American Journal of Neuroradiology 26:1967-1972, September 2005
© 2005 American Society of Neuroradiology
BRAIN
Radiation Necrosis Versus Glioma Recurrence: Conventional MR Imaging Clues to Diagnosis
a Department of Radiology, Massachusetts General Hospital, Boston, MA
b Harvard Medical School, Boston, MA
c Boston University Medical Center, Boston, MA
d Boston University Medical School, Boston, MA
e Department of Neurology, Massachusetts General Hospital, Boston, MA
f Brain Tumor Center, Massachusetts General Hospital, Boston, MA
Address correspondence to Mark E. Mullins, MD, PhD, Department of Radiology, Massachusetts General Hospital, 55 Fruit Street, Boston, MA 02114
BACKGROUND AND PURPOSE: Conventional MR imaging findings are considered to be inadequate for reliably distinguishing radiation necrosis from tumor recurrence in patients with glioma. Despite this belief, we hypothesized that certain conventional MR imaging findings, alone or in combination, though not definitive, may favor one or another of these diagnoses in proton beamtreated patients with new enhancing lesions on serial scanning.
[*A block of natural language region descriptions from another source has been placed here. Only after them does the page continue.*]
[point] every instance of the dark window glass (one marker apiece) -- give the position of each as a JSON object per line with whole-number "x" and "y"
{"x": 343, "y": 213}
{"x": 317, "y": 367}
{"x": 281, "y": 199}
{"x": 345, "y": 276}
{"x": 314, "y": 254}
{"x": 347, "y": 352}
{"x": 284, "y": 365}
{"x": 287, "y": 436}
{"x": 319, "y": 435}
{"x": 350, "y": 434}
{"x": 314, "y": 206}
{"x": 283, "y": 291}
METHODS: MR imaging findings (axial T1-, T2-, and post-gadolinium T1-weighted) of 27 proton beam radiation therapy patients with high-grade gliomas were retrospectively reviewed. Entry criteria included new MR imaging enhancing lesions after treatment and histologically unequivocal biopsy proof of diagnosis. Readers rated corpus callosum involvement, midline spread, subependymal spread, new discrete multiple enhancing foci, a "spreading wavefront" appearance, and septum pellucidum involvement. Statistical analysis was by the Fisher exact test.
RESULTS: Corpus callosum involvement in combination with multiple other findings was highly associated with progressive glioma. These combinations included involvement of the corpus callosum with multiple enhancing foci (P = .02), involvement of the corpus callosum with crossing the midline and multiple enhancing lesions (P = .04), and involvement of the corpus callosum with subependymal spread and multiple enhancing lesions (P = .01).
CONCLUSIONS: In proton beamtreated patients with glioma, corpus callosum involvement, in conjunction with multiple enhancing lesions with or without crossing of the midline and subependymal spread, favors predominant glioma progression. Overall, combinations of enhancement patterns were more likely than individual patterns to distinguish necrosis from predominant tumor progression. Together with clinical and functional imaging findings, these results may assist in determining the need for biopsy.